Мужская ладонь продолжала подниматься вверх по руке моей тени, коснулась плеча… шеи… ключиц… груди. «Я» затрепетала, явно намереваясь убежать, но в последний момент все-таки осталась на месте и покорно затихла. Нет, даже подвинулась ближе, чтобы «мужчине» было удобней обхватить грудь… А затем и вторую… Изогнулась навстречу, когда «он» начал исследовать ее тело — спустился ниже… погладил живот… нежно, едва дотрагиваясь, провел подушечками пальцев по бедру…
Я-настоящая прерывисто вздохнула, не в силах отвести взгляд от разыгрывавшейся передо мной сцены. Шеки горели… от стыда, наверное, а кожу жгло и покалывало, словно это меня сейчас так откровенно ласкали, и…
Нет, не могу больше…
Одна мысль — и все прекратилось. Тени распались, превращаясь в неясные пятна. Остался только тихий шепот:
— И это тоже будет, лисичка. Нет… лучше… Намного…
И мне на какой-то безумный миг захотелось вдруг почувствовать, узнать, ощутить — и не потом, а сейчас — каково это.
Странные желания посещают нас ночью.
Будто в ответ на эти мысли, Айтон хмыкнул и не приказал — попросил устало:
— Иди домой, Лис. Иди… Я не железный.
Это случилось в нашу последнюю встречу.
А потом Айтон исчез.
Глава 8
Прошел день... Другой... Третий... А печать… Нхоран — так, кажется, мама ее называла… «молчала», превратившись в блеклый, еле заметный рисунок. Высший словно забыл обо мне.
Сначала я обрадовалась возможности отдохнуть от ночных бесед и ужинов, от магии и странных живых картинок, что бередили душу и пьянили сильнее вина. Успокоиться... опомниться. Да, именно опомниться. Слишком странно все получалось, не так, как я себе это представляла, и каждое новое свидание все меньше походило на нелюбимую, но вынужденную «работу».
Раньше все было четко и ясно. Есть он — чужак, враг, завоеватель, которому понадобились некие «услуги» и есть я — бывшая аристократка, которая, для того, чтобы выжить и спасти близких, пошла на сделку с магом. Он купил и щедро расплатился. Я продала и собиралась честно выполнить обязательства. Ничего личного, никаких чувств.
Сейчас же... я уже ничего не понимала.
Высший медлил, не брал то, о чем, собственно, договаривался. Кормил, развлекал разговорами и магией свою альтэ — знать бы еще, что это такое, и каковы, на самом деле, ее обязанности. Неужели просто есть и болтать? А я... Я, кажется, начинала привязываться к нему, ждать наших встреч. Как быстро для меня перестало иметь значение, кто он. Как легко я забыла, что совсем недавно звалась невестой другого и готовилась к свадьбе. Это пугало намного больше, чем прежде — перспектива запятнать свое имя и стать любовницей лагорца.
Поэтому, когда высший перестал приглашать к себе, я даже почувствовала облегчение.
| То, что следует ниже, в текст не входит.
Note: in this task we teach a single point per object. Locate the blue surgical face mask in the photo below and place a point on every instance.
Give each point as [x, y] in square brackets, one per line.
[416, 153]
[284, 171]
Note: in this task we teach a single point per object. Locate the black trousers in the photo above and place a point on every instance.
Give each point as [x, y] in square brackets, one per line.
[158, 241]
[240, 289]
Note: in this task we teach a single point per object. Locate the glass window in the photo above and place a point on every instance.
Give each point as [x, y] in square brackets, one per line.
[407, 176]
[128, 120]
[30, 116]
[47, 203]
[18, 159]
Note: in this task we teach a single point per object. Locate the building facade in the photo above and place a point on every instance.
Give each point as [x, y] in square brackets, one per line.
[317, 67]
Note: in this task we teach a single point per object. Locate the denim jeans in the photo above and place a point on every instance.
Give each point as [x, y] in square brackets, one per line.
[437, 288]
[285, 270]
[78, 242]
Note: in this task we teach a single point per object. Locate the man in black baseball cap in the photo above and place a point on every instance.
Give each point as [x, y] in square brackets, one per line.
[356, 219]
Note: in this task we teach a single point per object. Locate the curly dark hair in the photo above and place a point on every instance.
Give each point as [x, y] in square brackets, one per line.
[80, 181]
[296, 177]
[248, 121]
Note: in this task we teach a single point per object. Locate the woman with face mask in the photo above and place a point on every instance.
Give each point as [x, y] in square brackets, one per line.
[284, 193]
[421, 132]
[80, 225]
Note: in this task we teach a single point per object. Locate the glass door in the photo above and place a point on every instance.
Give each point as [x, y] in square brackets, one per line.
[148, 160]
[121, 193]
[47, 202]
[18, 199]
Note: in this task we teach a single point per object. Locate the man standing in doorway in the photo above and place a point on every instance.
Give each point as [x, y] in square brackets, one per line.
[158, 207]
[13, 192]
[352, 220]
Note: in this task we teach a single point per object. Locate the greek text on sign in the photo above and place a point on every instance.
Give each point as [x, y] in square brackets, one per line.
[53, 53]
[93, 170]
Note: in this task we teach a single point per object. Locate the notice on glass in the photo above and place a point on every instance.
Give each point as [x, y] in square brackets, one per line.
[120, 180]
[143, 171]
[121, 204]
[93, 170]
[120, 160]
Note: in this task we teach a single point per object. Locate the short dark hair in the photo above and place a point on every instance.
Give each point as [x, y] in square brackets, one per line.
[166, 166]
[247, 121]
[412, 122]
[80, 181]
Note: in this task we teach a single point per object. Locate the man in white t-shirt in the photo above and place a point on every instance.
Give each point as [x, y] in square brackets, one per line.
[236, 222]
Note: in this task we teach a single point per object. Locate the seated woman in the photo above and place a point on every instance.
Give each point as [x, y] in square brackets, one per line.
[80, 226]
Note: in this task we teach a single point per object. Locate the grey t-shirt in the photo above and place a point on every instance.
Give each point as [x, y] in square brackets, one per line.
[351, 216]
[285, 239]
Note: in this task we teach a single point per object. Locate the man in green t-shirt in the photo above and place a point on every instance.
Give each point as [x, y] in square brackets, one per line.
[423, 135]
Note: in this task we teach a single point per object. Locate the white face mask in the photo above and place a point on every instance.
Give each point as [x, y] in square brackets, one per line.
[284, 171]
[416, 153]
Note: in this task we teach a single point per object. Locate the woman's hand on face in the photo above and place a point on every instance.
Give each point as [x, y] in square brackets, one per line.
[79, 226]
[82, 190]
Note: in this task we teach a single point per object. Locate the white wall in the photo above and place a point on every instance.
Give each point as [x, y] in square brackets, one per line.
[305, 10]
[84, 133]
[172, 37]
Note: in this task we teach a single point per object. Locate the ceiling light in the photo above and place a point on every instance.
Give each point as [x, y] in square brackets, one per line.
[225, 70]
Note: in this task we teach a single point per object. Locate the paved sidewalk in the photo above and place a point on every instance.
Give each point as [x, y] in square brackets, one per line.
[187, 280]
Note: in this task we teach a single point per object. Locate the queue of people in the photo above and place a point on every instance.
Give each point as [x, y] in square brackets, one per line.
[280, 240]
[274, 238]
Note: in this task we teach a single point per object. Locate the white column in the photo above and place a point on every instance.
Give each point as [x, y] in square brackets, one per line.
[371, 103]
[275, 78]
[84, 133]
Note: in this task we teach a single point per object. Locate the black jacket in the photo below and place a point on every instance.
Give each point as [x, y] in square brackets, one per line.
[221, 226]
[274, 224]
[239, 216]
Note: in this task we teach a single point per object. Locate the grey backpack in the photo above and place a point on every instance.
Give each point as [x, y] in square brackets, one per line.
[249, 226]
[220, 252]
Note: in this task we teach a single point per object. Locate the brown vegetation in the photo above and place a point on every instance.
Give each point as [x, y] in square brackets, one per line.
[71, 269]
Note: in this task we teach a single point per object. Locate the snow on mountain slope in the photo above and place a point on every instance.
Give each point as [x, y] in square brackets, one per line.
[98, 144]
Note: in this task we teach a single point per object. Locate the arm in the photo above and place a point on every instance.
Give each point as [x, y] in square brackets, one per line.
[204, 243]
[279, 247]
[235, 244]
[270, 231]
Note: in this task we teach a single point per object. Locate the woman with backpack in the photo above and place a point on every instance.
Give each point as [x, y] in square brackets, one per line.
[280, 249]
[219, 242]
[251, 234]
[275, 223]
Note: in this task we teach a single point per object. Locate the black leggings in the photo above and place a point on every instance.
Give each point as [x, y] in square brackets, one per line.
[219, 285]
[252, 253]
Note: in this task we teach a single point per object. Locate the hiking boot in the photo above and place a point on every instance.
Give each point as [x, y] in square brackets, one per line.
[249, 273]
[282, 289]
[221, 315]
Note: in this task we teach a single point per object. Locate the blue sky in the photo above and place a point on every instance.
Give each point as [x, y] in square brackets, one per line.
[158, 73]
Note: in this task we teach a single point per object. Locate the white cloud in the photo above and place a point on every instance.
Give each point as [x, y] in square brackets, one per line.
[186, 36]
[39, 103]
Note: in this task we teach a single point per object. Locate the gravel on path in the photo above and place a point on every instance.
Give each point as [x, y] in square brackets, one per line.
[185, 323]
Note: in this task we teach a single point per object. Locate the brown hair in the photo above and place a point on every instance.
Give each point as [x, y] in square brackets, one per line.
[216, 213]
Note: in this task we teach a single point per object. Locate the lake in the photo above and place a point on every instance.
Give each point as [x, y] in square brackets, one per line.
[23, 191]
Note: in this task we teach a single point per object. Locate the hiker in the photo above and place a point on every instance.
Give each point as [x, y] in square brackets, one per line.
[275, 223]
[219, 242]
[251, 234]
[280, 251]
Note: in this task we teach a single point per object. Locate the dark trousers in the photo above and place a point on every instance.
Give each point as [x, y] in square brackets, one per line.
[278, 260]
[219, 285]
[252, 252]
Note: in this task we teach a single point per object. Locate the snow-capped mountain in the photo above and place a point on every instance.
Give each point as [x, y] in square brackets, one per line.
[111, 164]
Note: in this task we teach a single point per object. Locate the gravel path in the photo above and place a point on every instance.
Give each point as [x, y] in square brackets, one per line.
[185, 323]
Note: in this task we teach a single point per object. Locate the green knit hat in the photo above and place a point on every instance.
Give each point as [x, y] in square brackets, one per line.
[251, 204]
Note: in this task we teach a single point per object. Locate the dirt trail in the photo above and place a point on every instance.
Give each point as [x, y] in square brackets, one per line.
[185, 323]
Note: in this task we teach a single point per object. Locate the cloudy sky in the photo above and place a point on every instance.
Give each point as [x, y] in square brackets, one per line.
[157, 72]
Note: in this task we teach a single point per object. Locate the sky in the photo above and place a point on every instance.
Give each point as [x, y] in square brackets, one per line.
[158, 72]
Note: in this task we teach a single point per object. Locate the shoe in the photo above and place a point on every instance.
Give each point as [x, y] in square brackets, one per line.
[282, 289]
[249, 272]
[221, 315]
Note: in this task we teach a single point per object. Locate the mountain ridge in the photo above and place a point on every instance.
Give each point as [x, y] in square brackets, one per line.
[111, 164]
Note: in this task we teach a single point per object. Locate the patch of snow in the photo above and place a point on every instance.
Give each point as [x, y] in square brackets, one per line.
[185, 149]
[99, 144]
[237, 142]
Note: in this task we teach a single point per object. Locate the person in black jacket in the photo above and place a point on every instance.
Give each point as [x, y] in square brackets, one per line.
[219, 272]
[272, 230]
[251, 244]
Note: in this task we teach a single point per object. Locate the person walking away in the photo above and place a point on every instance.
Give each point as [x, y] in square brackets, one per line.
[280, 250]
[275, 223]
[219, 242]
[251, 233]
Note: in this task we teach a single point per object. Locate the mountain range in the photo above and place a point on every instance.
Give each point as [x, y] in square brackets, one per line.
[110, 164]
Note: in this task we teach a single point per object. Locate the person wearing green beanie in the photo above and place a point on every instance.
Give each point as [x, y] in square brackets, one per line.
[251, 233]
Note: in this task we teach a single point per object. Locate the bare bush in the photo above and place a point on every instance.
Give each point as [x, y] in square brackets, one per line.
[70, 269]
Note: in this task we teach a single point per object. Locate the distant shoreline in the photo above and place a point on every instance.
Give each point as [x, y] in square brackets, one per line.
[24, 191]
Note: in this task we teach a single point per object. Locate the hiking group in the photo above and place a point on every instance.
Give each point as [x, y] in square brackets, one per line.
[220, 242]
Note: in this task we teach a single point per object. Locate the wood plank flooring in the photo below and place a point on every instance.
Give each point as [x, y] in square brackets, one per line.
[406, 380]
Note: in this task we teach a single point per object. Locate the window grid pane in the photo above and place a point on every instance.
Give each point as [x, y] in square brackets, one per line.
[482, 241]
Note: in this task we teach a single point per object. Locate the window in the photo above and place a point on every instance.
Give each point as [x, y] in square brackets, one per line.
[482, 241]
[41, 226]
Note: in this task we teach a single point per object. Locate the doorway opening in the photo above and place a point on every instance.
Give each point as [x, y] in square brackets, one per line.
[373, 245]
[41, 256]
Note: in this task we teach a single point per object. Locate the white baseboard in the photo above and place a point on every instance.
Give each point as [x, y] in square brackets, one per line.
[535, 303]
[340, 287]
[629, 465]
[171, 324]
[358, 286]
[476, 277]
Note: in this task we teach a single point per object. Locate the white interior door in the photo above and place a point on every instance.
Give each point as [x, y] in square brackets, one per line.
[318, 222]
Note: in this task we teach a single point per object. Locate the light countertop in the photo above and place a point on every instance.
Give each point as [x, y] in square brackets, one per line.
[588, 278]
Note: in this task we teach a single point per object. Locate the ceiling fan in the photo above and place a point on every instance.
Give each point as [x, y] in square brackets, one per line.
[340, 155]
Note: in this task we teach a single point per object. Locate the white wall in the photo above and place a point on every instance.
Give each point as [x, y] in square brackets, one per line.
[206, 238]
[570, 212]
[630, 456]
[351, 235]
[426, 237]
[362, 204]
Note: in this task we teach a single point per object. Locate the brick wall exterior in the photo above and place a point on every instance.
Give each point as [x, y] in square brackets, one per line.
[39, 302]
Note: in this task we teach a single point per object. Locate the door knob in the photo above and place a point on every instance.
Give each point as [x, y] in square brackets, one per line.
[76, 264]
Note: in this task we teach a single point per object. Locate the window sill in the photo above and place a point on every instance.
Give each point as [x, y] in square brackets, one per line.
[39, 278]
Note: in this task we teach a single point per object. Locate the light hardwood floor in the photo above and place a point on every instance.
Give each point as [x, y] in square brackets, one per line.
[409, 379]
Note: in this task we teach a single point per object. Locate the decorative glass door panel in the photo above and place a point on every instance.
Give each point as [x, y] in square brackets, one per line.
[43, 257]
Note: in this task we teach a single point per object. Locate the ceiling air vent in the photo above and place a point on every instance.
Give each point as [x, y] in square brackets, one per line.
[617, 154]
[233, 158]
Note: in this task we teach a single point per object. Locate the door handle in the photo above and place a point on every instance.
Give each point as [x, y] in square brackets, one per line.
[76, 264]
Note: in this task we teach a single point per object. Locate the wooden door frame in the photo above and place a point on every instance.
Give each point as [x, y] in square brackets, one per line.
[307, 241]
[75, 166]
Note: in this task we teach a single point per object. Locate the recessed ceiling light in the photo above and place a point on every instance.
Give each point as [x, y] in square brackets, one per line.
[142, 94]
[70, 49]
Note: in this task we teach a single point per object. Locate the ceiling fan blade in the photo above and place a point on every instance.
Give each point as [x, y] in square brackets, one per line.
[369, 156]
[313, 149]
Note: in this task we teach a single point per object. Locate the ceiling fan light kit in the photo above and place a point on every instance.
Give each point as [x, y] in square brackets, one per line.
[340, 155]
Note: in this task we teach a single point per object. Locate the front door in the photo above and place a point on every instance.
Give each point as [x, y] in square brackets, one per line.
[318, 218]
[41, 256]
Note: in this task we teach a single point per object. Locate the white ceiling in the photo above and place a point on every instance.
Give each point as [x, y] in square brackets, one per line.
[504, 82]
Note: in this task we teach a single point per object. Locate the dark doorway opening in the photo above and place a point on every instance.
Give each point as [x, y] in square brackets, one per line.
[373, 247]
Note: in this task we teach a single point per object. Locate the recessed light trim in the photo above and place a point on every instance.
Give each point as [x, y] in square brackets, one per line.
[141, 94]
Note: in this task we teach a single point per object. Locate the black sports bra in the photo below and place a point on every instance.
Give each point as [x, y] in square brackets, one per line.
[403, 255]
Занят, наверное… Вот и ладно — отдохну, отосплюсь, займусь делами и, может быть, эмоции улягутся, перестанут тревожить.
Но время шло, Айтон по-прежнему молчал, и на пятый день я уже не находила себе места. Маялась, тосковала, откровенно скучала. Но все заслоняло смутное беспокойство, которое точило изнутри, не давая ни на чем сосредоточиться.
Как назло, и Хвич пропал. Прежде, когда у меня выдавались свободные ночи, он часто залетал и напрашивался в гости. Скребся в стекло, и, когда я распахивала рамы, осторожно перебирался в комнату. Отряхивался, осыпал подоконник мелкой каменной крошкой, стеснительно елозил лапой, пытаясь «незаметно» стряхнуть это безобразие за окно, и впивался в меня умильным взглядом.
— Опять? — Притворно хмурилась я.
Следовал покаянный вздох.
— Покормить?
Глаза горгула на мгновение вспыхивали, а потом гасли и становились честными-честными.
«Заметь, я ничего не просил, — уверяли они. — Я вообще молча сидел… Тут… в уголочке… Сама предложила».
— Ладно, — соглашалась я. — Только одну каплю. — Хвич, победно встрепенувшись, шлепал ко мне. Кажется, нам обоим нравилась эта игра.
И вот, он тоже куда-то запропастился.
Я даже окно на ночь теперь открывала — в надежде, что горгул непременно заглянет. Но он так и не появился.
Я готова была, махнув рукой на приличия, пристать с расспросами к лэйру Сюфрэ, но целитель посчитал, что надобность в ежедневных визитах отпала, и перестал нас навещать. Просто передал через посыльного пакет для мамы и записку с обещанием заглянуть, когда лекарства закончатся. Раньше, мол, нет необходимости, госпожа Бэар уже выздоравливает.